A casa estava silenciosa e apenas o gato cinzento de pêlo comprido lustroso, resultado de inseminação especial de um cruzamento entre Gato dos bosques e Persa, veio cumprimenta-lo com um ronronar dengoso, semicerrando os olhos bicolores.
- Olá Ricky, estás sozinho? – perguntou enquanto lhe afagava o pescoço.
Continuou pelo corredor até ao quarto, despindo a camisa suada, entrando na ampla suite de móveis minimalistas rectilíneos, com uma cama quadrada no centro ao nível do chão. Atirou-se para cima dela de braços esticados quando ouve a porta da rua a abrir-se. Um toc toc ritmado de saltos finos percorria o chão de cerâmica, chamando à sua atenção.
- Susana! – chamou intrigado, já que a mulher nunca usava aqueles saltos durante o dia, mas apenas em noites especiais – Estou no quarto.
Susana entrou no quarto com um sorriso a iluminar-lhe o rosto. Vestia um vestido curto e justo de padrão floral, realçando-lhe o peito redondo e delineando-lhe a cintura fina. As suas longas pernas terminavam nos sapatos de saltos agulha que lhe tinha oferecido o Natal passado.
- Uauuuu – exclamou com um ligeiro assobio – hoje arrasaste na empresa, não? Alguma reunião especial?
- Não querido – murmurou Susana dando-lhe um beijo e descendo dos 7 cm de salto – Eu disse-te, hoje não fui trabalhar.
- Não foste? – perguntou João admirado – não me lembro, disseste?
- Sim querido – resmungou Susana, apanhando o cabelo e virando-se de costas para que ele lhe abrisse o fecho do vestido – nunca ouves o que eu digo… olha, preciso de um banho…

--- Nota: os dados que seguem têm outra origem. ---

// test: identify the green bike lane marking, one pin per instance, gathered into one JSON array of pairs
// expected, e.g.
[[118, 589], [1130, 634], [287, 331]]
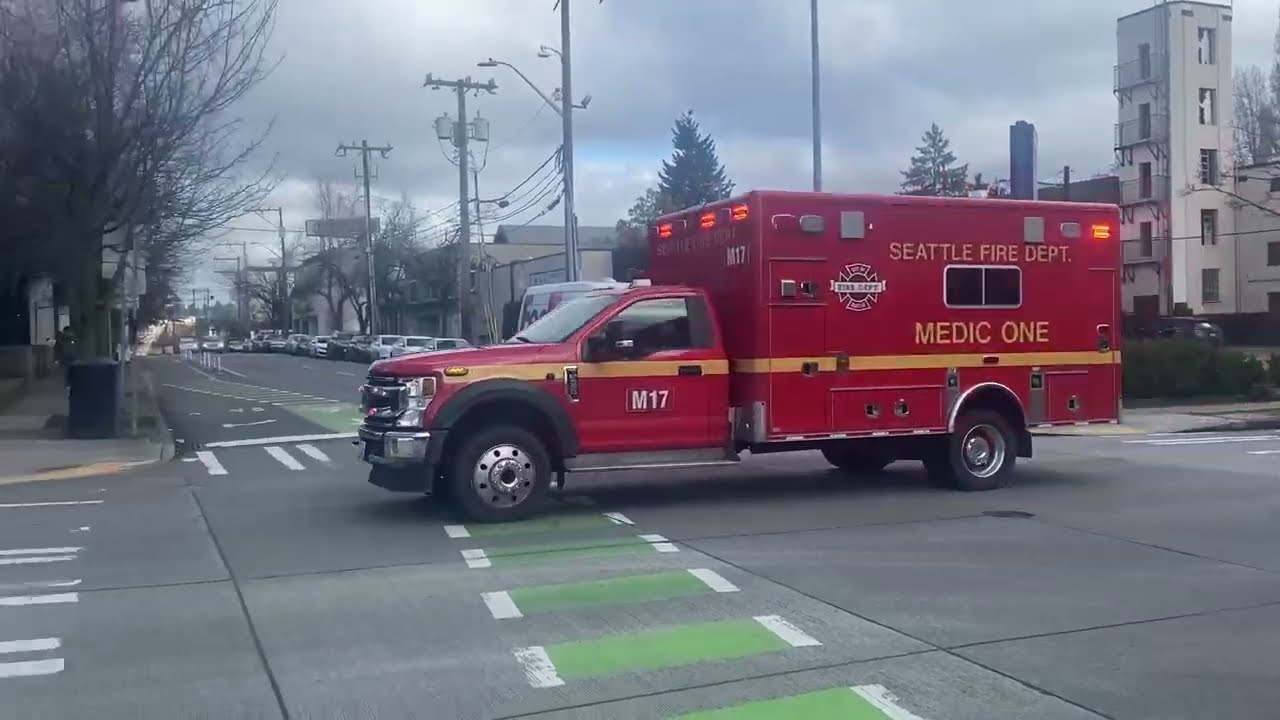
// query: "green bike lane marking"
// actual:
[[337, 417], [540, 525], [627, 589], [529, 554], [548, 666], [859, 702]]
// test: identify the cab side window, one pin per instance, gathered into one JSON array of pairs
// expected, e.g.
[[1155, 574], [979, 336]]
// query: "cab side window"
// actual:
[[658, 324]]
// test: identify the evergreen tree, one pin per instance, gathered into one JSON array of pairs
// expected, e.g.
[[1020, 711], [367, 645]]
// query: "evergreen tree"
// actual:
[[933, 168], [694, 176]]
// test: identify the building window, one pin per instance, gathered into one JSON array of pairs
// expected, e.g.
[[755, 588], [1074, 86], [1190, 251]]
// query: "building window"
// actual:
[[1208, 106], [1207, 54], [1208, 227], [976, 286], [1210, 290], [1208, 165]]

Dirigiu-se para a banheira programando um banho de espuma com massagem drenante nas coxas.
João seguiu-a como um cachorrinho de rabo entre as pernas, agarrando o seu Ironberry que acabava de apitar uma mensagem.

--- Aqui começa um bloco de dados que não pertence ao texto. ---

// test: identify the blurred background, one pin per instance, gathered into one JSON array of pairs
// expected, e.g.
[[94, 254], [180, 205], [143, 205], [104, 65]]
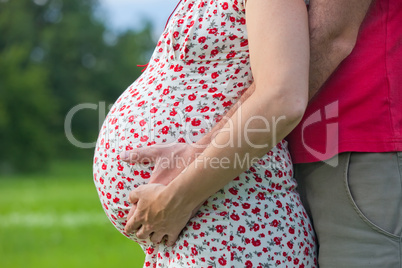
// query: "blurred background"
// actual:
[[62, 63]]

- Quem é? – perguntou Susana já enfiada na banheira – olha que temos de marcar aquelas duas noites naquele hotel que me ofereceram, daqui a pouco vem a época alta e está tudo esgotado…
- Humm… é do trabalho – mentiu dedilhando no teclado. Era a Rita, a arquitecta ruiva de 28 anos com quem tinha saído a semana anterior.

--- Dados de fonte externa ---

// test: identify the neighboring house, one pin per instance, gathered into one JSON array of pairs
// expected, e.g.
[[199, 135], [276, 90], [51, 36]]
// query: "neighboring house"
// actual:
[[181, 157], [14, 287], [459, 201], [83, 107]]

- Mas já viste quando é que podes tirar uma sexta-feira para aproveitarmos os três dias fora? – continuou Susana recostada na banheira de olhos fechados.
- Deixa ver – procurava no calendário do seu telemóvel – no dia 23 dá, daqui a 2 semanas, já terminou a fase 4.
- Isso calha no fim-de-semana de 24 não é? Não, esse não posso, já te tinha dito, marquei com o Rui
- O Rui? Qual Rui? – inquiriu João entrando na casa-debanho.
- Já te falei dele, o piloto que gosta de cavalos e de comida japonesa, lembras-te?
- Ahhh… já sei, vi o perfil dele contigo, mas não achas que o podes desmarcar, combinas no fim-de-semana seguinte por exemplo.
Susana abriu os olhos enormes cor de mel em sinal de amuo.
- Querido, eu ainda nem o conheço… E depois ele passa a vida fora, faz longo curso e está sempre nas Caraíbas. Nós somos 92% , tu é que me ensinaste a fazer esse teste… queria mesmo conhece-lo… - e simulou aquele beicinho que deixava João sem jeito – mas podemos ir no outro, vê lá se podes.
João procurou no seu telemóvel ,abanando de seguida a cabeça, desolado.
- Não. No seguinte já marquei no Sábado com a Márcia.
- A Márcia? – perguntou Susana novamente de olhos arregalados – A enfermeira?
- Marcámos a 31, e como ela tem aqueles horários complicados, por turnos, não posso mesmo desmarcar – disse continuando a consultar o telemóvel.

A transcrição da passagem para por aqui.